PLANTATIONS
The term plantation originally referred to a colony or new settlement with a planned system of planting. Plantation in American culture gradually evolved to refer to an extensive agricultural enterprise based on slave labor. It would have been similar to a very large, often self-suffcient, farm.
The first plantations appeared in Virginia in the seventeenth century. Settlers began growing tobacco in the rich coastal plains where ocean tides swept up the rivers. Quickly, they realized bigger profits were possible by cultivating tobacco on a large scale. White indentured servants first provided the labor but soon gave way to black slavery. The great tobacco plantations became the hallmark of colonies in Virginia, Maryland, and the Upper South colony of North Carolina. By the 1720s, plantations appeared in South Carolina and Georgia. George Washington (1732–1799), Patrick Henry (1736–1799), Thomas Jefferson (1743–1826), and James Madison (1751–1836) were among the planters.
The greatest expansion of the plantation system occurred between 1790 and 1860. It was spurred by a more efficient textile industry in New England and Britain's increased the demand for cotton. Eli Whitney's invention of the cotton gin enabled cotton to be cleaned and readied for market at a rapid pace. Cotton became so valuable that large areas of the "New South," including western Georgia, Alabama, Mississippi, Louisiana, Arkansas, and Texas, were planted. By 1830 cotton accounted for half of all U.S. exports. Although small family farms worked by the owners grew most of the cotton, the great cotton plantation became the ideal of Southern society. The richest 10 percent of planters owned almost 65 percent of the farm wealth and dominated Southern political and social life as well. A planter was defined by the number of slaves owned rather than by acres owned. Only three percent of planters owned more than 20 slaves, but over 100 slaves worked the grandest plantations.

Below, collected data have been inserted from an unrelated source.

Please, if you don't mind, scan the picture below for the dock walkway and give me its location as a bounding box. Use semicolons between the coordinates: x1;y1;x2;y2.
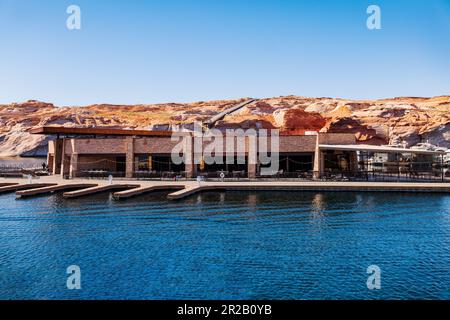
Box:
63;184;140;199
168;181;450;199
113;185;185;200
1;176;449;201
0;183;18;188
16;183;98;198
0;183;57;194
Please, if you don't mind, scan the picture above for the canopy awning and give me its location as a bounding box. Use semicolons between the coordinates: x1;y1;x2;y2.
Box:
319;144;445;155
30;126;182;137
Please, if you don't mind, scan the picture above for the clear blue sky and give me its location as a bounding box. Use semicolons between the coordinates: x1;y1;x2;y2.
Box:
1;0;450;106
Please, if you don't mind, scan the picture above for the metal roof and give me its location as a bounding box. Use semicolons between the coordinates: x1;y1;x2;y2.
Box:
29;126;179;137
319;144;445;155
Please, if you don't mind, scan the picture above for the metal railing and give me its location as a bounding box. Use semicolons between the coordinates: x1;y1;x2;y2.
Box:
318;170;448;183
0;164;43;171
69;169;449;183
0;164;49;178
74;170;187;181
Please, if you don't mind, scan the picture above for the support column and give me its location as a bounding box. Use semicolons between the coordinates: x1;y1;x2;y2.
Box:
313;151;325;179
184;135;195;179
69;153;78;179
350;151;358;174
247;153;258;179
47;155;54;174
313;139;323;179
248;162;257;179
53;139;63;175
46;142;53;172
125;137;135;178
59;139;68;178
320;152;325;174
247;135;258;179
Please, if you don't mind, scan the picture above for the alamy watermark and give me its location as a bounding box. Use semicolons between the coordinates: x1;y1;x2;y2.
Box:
170;122;280;175
366;265;381;290
65;5;380;31
367;5;382;30
66;265;81;290
66;5;81;30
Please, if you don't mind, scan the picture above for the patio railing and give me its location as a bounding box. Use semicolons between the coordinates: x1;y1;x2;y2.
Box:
318;170;448;183
69;169;449;183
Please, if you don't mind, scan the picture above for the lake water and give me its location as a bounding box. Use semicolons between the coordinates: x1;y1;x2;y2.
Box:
0;190;448;300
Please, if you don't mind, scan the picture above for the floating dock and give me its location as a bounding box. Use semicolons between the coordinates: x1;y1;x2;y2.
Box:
0;183;58;194
0;183;19;188
113;185;185;200
1;176;450;201
63;184;140;199
167;185;219;200
167;181;450;200
16;183;98;198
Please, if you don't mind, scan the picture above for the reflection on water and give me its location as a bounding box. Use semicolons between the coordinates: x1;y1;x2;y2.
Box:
0;190;448;300
311;193;325;214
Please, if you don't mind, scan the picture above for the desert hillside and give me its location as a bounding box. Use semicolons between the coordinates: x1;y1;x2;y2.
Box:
0;95;449;157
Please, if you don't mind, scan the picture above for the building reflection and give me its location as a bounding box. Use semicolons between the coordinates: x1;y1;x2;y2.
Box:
246;193;257;207
312;193;325;216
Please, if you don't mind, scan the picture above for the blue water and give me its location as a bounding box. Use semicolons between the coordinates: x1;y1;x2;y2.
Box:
0;190;448;300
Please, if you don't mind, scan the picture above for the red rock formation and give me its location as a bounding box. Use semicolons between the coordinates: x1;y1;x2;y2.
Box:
321;117;388;145
272;108;326;134
0;96;449;156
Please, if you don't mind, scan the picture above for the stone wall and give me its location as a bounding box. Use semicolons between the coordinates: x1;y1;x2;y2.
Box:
318;133;356;145
279;135;317;153
76;155;118;172
64;138;127;155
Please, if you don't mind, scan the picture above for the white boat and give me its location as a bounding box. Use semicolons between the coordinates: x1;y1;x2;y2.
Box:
444;152;450;164
411;142;438;151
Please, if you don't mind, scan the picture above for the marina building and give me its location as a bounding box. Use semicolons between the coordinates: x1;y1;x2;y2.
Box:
30;126;446;182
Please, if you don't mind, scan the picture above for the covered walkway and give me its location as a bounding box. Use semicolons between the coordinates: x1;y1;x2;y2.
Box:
317;144;447;182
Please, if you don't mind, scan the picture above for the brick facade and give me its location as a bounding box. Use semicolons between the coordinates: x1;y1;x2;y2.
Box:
47;133;357;178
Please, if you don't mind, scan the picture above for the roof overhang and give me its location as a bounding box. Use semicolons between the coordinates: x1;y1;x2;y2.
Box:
319;144;445;155
29;126;183;137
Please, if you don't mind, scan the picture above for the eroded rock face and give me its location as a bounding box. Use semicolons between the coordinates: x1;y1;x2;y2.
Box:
421;123;450;147
273;108;326;134
0;96;449;157
321;117;387;145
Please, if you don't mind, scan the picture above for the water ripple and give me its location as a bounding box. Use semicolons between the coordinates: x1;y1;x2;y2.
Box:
0;191;448;299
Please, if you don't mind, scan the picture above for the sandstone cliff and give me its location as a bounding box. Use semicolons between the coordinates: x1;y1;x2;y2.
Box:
0;96;449;157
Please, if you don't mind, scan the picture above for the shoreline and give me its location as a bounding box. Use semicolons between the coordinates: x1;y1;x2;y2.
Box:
2;176;450;200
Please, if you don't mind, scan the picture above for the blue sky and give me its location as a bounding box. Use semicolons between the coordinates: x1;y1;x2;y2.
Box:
0;0;450;106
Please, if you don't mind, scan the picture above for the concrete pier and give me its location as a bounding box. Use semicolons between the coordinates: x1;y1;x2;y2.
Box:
0;183;18;188
0;183;57;195
167;181;450;200
167;185;221;200
63;184;140;199
1;176;449;201
113;185;185;200
16;183;98;198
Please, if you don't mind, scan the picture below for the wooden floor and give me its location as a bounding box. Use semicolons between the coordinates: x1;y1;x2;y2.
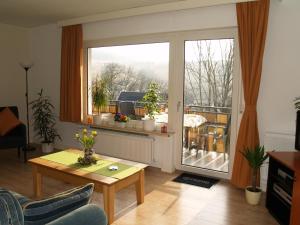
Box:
0;148;278;225
182;148;229;173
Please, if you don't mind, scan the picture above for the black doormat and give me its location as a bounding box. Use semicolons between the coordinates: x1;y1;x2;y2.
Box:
173;173;219;189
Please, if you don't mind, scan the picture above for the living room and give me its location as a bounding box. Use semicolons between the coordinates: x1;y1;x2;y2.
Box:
0;0;299;225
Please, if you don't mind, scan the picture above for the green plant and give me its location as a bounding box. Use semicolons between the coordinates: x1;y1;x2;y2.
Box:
241;145;268;192
30;89;61;143
75;129;97;150
92;76;108;114
75;128;98;165
142;82;161;119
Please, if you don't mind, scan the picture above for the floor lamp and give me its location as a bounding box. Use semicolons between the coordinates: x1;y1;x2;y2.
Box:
20;63;35;151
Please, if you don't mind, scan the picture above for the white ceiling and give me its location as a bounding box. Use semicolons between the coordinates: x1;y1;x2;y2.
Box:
0;0;182;28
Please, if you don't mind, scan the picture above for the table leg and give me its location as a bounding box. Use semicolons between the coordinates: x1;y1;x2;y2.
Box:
32;165;42;198
135;169;145;204
103;185;115;225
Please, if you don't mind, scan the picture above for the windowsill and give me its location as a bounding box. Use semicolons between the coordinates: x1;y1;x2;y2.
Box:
88;123;174;137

Typical Southern plantations were self sufficient communities with a mansion for the owner and his family, stables, kitchen, blacksmith shop, extensive gardens, and slave quarters. They encompassed thousands of acres of fertile land with access to waterways for shipping.
While most planters managed the plantation themselves, some hired overseers to help direct the slave workforce. Planters' wives were generally second in command supervising the entire household operation.
Slaves worked dawn to dusk in the fields. The more slaves a planter had the more productive his plantation. Emancipation of slaves at the conclusion of the American Civil War (1861–1865) brought the plantation era to a close.